Tuesday 09 December 2008
Become a leg fan with this simple guide to copy turning by Nick Arnull
Copy turning is an area of turning that is often thought of as the domain of the professional turner. It is avoided by many amateurs with the statement, "I only want to turn bowls", but it is, however, the keystone to all turning. Every cut that is made is repeated every time we turn on the lathe to make anything. Repeating these cuts and techniques allows us to gain satisfaction from producing the best type of cut possible from our tools and reducing the amount of time spent abrading our work.
In this article I hope to guide you through a simple spindle, working from a sample or plan. Essential advice I always give to any student is that you should always have a clear idea in mind before you enter the workshop. For me, this was easy; one of my clients gave us a coffee table for Christmas, so Jane decided we needed a matching footstool.
When making components for furniture a major consideration is where the pummel cut starts and finishes. Leave enough space to make joints and allow for the rails to be fitted.
Reverse sandingWhen staining furniture, you may be able to do less sanding than when finishing a bowl. But do spindles require reverse sanding and raising the grain to give a more even application of stains and finishes? Generally the answer is 'yes'.
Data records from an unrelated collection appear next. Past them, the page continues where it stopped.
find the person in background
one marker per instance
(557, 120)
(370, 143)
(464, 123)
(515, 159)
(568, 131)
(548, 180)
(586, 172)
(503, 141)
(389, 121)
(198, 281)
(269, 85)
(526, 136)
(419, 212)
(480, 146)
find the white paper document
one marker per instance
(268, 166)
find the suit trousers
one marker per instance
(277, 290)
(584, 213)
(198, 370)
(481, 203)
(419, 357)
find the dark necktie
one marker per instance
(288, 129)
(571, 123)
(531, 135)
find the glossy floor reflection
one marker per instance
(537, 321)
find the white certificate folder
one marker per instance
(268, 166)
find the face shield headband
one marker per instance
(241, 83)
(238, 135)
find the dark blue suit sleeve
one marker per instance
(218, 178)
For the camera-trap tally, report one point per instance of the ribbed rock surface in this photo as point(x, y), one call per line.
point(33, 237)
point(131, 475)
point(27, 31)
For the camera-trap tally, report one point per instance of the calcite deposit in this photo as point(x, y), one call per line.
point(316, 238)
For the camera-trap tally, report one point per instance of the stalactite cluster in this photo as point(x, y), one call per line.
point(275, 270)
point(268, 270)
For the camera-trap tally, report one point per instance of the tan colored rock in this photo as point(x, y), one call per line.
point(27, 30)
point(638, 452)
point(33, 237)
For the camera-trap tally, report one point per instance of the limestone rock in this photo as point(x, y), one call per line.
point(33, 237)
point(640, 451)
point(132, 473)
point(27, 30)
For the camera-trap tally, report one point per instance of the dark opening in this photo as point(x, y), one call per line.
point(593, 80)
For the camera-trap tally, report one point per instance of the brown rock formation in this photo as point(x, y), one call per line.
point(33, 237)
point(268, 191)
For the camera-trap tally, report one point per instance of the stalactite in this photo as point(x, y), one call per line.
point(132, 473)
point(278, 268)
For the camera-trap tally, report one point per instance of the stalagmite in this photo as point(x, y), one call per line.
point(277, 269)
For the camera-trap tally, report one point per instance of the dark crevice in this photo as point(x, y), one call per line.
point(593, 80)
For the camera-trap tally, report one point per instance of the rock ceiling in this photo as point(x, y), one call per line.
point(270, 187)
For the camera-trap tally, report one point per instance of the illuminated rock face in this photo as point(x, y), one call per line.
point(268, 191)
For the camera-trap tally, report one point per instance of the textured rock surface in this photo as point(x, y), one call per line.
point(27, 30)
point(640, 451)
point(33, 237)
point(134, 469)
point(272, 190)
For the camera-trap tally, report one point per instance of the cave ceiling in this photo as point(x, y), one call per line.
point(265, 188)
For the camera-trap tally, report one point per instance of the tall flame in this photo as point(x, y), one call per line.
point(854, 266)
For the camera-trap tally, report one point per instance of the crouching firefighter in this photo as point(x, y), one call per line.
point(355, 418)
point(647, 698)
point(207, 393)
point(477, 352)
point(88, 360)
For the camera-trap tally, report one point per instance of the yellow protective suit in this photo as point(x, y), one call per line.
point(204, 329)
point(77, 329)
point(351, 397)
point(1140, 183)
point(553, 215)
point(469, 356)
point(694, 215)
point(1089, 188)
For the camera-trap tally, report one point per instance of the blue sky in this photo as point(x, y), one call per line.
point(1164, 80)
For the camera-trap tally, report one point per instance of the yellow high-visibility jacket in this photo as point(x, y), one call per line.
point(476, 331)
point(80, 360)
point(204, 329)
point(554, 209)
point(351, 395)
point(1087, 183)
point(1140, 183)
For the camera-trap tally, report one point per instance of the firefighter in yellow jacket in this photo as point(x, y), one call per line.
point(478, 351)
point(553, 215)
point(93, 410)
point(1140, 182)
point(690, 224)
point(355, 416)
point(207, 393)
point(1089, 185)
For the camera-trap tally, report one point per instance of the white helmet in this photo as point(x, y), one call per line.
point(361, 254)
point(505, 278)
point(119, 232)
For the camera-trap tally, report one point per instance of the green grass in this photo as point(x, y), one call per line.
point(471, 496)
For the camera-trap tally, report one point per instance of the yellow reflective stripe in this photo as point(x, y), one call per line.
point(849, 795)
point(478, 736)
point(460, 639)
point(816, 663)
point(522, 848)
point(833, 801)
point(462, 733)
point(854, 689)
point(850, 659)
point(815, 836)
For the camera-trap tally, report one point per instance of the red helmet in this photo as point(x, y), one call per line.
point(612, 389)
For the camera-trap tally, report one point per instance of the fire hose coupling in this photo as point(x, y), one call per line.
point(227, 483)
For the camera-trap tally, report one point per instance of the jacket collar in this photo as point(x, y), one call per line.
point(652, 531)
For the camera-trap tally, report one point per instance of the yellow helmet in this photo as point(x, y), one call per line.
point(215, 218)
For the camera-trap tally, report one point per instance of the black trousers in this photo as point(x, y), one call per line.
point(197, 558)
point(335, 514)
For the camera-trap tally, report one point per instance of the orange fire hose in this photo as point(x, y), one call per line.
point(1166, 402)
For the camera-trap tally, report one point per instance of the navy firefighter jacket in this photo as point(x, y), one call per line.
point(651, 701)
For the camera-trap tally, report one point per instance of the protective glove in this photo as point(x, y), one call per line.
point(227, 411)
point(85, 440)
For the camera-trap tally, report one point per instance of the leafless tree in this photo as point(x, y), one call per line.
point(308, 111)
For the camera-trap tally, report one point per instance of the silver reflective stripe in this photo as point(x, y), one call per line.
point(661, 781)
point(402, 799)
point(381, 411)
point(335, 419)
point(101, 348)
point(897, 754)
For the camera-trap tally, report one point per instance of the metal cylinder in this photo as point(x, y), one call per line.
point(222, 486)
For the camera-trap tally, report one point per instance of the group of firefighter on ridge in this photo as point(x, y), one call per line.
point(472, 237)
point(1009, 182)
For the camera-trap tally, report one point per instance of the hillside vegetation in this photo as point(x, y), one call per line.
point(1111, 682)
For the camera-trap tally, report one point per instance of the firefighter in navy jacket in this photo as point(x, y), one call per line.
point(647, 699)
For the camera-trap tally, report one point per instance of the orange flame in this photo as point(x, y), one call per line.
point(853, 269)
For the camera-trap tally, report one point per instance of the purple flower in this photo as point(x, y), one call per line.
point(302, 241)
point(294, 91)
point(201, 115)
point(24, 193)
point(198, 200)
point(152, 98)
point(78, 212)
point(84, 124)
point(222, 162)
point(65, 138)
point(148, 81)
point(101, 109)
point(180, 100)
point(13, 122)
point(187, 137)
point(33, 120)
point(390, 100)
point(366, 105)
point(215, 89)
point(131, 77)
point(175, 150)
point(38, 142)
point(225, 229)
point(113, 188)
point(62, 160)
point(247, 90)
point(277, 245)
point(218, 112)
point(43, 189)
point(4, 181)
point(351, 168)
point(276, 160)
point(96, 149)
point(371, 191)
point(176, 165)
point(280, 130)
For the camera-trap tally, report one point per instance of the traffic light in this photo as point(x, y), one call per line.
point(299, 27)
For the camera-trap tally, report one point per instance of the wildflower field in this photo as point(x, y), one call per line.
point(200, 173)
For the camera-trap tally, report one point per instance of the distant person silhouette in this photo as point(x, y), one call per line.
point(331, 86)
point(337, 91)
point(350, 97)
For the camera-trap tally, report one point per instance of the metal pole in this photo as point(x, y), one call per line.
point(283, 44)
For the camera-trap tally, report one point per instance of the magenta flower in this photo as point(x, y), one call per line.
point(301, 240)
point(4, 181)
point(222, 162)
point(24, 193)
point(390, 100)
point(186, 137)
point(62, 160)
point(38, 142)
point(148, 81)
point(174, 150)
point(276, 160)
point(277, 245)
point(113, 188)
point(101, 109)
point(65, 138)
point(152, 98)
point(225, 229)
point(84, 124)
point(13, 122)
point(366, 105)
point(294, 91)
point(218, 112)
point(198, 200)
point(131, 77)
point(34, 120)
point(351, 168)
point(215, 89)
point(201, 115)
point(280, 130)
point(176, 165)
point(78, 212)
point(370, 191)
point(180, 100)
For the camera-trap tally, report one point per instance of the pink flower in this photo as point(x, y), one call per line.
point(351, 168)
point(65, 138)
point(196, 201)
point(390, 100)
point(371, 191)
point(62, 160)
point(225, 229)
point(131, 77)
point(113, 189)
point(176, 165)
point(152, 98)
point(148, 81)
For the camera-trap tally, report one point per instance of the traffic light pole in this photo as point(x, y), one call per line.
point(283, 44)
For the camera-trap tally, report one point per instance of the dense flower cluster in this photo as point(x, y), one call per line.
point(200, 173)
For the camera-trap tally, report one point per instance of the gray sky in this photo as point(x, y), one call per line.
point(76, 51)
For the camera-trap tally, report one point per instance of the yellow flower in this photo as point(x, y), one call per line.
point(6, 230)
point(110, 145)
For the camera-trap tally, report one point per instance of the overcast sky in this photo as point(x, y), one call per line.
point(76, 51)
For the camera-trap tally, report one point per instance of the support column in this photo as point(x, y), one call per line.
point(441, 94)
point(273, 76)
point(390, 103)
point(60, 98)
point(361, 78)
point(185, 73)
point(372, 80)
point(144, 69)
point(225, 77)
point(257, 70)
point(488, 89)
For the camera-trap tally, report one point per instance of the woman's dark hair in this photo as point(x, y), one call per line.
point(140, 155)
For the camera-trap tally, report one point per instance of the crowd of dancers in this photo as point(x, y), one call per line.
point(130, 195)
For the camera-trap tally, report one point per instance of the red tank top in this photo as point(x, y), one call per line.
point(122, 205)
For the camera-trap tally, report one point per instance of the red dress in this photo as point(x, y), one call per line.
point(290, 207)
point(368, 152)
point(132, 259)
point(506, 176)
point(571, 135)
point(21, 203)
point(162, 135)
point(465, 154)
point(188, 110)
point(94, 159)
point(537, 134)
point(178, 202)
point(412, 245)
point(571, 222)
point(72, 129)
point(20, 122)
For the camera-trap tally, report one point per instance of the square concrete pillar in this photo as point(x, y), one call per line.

Reverse sanding stumped me to begin with, until I thought about it. The answer is so easy! You do not need a lathe that runs in reverse, just use a matched pair of drive (live) centres, then remove the spindle from between centres and swap it end-for-end. Turn on the lathe and the timber runs in the opposite direction. I use steb centres as they give a better drive, having many teeth to grip the wood. Use these on dry wood only because if you try using them on wet timber they will slip, losing drive.
There is a different type of satisfaction at the end of turning a batch of hand-turned spindles. I find it enjoyable and rewarding knowing that my components are going to contribute in the making of new or reproduction furniture, maybe even antiques of the future. After all, how many hand-turned wooden bowls do we see on the Antiques Roadshow?